Populisten reklamieren für sich, sie seien die einzige Stimme des wahren Volkes; gleichzeitig gelten sie vielen als Bedrohung der Demokratie. Angesichts dieser unübersichtlichen und oft von Alarmismus geprägten Debattenlage tritt Jan-Werner Müller einen Schritt zurück und fragt nach den leitenden Prinzipien dieser Regierungsform: Was bedeutet Freiheit, wenn wir das Regieren an andere delegieren? Wie viel ökonomische Ungleichheit ist noch mit der Grundanforderung politischer Gleichheit kompatibel? Wie kommen wir mit Verfahren zurecht, deren Ergebnisse notwendigerweise ungewiss sind? Demokratie ist, so Müller, nicht zuletzt auf funktionierende vermittelnde Institutionen angewiesen: auf unabhängige Medien, die Öffentlichkeit schaffen, auf Parteien, die politische Konflikte auf demokratische Weise strukturieren - und vor allem auf mobilisierte Bürgerinnen und Bürger, die bereit sind, unbequem, ja sogar ungehorsam zu sein, um demokratische Prinzipien zu verteidigen.
Rezensionsnotiz zu
Frankfurter Allgemeine Zeitung, 15.06.2021
Rezensent Günther Nonnenmacher lobt die Fähigkeit des Politikwissenschaftlers Jan-Werner Müller, komplexe wissenschaftliche Inhalte auch für Nicht-Politologen verständlich zu machen.
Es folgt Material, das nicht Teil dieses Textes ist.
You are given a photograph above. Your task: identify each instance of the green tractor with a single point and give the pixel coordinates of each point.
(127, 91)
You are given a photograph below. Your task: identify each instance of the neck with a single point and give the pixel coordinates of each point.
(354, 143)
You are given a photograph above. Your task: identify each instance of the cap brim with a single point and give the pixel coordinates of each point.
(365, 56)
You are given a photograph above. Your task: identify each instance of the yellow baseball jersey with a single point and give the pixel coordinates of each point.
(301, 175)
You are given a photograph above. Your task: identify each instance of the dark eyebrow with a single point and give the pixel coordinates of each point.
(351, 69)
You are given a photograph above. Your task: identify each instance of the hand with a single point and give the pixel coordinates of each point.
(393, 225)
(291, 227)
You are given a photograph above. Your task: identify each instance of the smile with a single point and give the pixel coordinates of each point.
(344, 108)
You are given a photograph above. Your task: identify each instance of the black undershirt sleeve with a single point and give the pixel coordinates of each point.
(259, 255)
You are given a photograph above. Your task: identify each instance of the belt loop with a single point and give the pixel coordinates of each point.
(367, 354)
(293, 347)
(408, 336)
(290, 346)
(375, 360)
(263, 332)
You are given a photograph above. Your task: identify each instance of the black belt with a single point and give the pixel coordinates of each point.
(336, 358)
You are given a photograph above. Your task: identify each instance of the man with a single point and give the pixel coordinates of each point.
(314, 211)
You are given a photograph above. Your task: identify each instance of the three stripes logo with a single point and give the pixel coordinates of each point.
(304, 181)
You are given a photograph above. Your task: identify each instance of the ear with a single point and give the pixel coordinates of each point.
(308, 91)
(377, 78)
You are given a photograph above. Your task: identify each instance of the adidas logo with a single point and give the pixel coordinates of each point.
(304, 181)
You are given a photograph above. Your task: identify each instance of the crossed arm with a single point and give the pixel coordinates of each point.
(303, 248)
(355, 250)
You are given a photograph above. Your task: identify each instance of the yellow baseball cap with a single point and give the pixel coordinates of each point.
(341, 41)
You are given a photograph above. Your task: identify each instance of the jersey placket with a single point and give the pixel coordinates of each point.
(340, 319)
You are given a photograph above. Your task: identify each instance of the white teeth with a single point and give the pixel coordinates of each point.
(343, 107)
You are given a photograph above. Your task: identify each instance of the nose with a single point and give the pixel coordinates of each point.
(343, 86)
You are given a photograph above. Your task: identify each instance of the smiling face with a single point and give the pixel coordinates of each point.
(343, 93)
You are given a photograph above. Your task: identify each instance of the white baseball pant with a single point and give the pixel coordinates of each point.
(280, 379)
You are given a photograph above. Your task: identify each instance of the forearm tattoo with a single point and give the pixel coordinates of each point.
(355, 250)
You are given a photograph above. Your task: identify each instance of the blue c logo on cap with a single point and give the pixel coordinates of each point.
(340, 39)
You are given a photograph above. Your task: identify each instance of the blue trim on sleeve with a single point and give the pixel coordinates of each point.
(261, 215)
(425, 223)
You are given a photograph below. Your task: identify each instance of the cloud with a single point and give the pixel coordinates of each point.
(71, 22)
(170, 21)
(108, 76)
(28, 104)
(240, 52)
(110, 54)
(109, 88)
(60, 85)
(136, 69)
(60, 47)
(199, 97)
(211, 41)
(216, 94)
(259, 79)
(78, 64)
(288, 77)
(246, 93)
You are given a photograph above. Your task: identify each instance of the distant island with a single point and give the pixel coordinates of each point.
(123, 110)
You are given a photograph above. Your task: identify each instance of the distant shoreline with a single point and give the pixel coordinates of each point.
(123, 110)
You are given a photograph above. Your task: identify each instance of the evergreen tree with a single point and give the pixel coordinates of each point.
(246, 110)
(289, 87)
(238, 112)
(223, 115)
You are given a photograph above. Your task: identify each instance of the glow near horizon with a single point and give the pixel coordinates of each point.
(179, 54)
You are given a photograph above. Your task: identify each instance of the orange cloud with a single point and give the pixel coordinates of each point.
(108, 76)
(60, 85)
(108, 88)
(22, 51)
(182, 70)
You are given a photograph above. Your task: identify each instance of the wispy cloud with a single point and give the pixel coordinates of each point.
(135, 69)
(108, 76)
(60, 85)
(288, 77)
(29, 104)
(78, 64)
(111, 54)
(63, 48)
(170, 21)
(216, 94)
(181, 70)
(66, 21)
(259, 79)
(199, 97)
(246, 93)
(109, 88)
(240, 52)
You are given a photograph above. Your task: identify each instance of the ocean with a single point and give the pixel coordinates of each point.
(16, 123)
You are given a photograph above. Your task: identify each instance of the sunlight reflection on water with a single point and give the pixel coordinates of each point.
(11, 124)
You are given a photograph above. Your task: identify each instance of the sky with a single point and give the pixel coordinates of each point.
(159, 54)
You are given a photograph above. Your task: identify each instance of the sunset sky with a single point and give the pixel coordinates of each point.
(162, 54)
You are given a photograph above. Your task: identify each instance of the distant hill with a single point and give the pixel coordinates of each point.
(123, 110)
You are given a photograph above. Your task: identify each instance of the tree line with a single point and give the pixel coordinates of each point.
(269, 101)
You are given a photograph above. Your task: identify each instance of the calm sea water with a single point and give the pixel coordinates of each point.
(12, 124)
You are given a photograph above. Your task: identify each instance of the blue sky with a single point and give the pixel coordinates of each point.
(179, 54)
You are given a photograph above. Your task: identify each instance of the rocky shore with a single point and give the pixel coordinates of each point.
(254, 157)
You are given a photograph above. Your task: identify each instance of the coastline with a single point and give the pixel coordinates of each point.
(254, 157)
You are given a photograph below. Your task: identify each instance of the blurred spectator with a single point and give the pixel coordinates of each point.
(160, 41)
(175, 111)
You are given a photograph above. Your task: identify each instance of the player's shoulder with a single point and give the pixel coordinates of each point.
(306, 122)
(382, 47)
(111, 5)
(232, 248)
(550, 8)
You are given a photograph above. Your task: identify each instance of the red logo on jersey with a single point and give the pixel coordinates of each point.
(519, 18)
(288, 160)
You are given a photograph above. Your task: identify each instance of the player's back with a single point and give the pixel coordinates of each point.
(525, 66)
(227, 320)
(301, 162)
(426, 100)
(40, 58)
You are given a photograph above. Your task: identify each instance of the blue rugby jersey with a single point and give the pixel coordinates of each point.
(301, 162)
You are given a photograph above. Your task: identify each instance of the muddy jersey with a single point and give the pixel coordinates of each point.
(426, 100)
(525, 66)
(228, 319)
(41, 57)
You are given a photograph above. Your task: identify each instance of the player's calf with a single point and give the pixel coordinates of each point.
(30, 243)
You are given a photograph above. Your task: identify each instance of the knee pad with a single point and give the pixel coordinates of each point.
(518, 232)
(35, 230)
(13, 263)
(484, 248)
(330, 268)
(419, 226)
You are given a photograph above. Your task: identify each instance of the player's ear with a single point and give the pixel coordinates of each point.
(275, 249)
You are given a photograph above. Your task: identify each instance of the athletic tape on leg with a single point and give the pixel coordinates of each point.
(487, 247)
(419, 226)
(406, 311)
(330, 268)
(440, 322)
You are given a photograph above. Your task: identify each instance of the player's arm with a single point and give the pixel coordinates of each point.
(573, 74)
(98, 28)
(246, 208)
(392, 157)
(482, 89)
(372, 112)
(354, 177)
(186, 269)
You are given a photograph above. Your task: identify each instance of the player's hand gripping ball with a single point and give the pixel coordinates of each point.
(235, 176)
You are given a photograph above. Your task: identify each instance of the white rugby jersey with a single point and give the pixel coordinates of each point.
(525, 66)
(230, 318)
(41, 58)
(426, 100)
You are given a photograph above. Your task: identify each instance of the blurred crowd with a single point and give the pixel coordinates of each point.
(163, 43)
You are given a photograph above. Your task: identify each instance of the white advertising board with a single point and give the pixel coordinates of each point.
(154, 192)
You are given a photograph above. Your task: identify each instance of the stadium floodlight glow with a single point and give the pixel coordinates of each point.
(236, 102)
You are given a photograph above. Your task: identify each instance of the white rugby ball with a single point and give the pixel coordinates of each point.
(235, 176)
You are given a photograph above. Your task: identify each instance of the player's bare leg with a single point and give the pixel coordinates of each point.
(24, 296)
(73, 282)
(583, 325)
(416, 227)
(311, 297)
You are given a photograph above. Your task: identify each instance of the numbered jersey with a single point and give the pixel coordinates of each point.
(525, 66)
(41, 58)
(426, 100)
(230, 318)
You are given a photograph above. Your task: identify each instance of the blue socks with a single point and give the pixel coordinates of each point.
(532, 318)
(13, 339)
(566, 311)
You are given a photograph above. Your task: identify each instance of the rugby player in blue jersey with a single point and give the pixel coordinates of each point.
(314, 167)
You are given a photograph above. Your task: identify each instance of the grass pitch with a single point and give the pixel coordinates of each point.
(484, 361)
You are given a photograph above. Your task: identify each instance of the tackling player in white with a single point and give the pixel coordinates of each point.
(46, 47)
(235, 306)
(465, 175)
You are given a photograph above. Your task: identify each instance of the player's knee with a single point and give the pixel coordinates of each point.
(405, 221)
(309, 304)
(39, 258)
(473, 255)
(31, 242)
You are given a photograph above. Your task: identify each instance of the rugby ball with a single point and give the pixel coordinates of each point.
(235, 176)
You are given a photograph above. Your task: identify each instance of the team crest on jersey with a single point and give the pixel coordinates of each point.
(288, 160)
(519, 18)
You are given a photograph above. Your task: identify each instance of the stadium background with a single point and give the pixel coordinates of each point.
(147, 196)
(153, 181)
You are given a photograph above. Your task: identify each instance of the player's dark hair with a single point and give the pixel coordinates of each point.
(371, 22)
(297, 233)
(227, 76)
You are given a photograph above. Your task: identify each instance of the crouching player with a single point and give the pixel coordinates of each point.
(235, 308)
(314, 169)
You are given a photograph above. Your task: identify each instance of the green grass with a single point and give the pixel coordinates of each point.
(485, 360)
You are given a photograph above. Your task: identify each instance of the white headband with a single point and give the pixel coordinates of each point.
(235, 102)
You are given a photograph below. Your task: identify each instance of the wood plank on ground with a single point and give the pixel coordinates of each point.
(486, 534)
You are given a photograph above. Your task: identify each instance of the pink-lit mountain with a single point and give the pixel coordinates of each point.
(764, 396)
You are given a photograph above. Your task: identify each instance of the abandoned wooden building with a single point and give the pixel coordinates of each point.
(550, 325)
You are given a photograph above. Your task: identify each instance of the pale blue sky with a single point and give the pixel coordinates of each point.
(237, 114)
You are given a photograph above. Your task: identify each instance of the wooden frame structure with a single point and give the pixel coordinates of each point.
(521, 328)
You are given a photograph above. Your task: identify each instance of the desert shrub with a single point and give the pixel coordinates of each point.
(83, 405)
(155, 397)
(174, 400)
Wenn der Autor antritt, Demokratie und ihre Funktionsweise zu erläutern, kommt laut Nonnenmacher auch ein Widersacher der Demokratie in den Blick: der Populismus. Wie Orban, Trump und Erdogan sich demokratische Institutionen gefügig machen, erfährt der Rezensent von Müller ebenso wie er die Infrastruktur der Demokratie im Buch kennenlernt. Ganz vorn mit dabei: Parteien und ihre Organe.
Rezensionsnotiz zu
Deutschlandfunk Kultur, 10.05.2021
Rezensent Jens Balzer schätzt die Hoffnung wider besseres Wissen, die aus Jan-Werner Müllers Verteidigung der Demokratie spricht. Wenn der Politikwissenschaftler die Grundlagen der Demokratie zunächst einmal feststellt, freie Wahlen, aber vor allem eine vitale "demokratische Infrastruktur", Justiz, Meinungsfreiheit, ist der Rezensent dankbar für diese Erinnerung. Dass Müller auch auf die Möglichkeit, Wahlen zu verlieren, als weiterer demokratischer Basisfunktion hinweist, findet Balzer richtig. Die Analysen des Autors scheinen Balzer genau, überzeugend und von "marxistischer Eindeutigkeit", seinen Aufruf zur Verteidigung der Demokratie legt er allen Lesern ans Herz.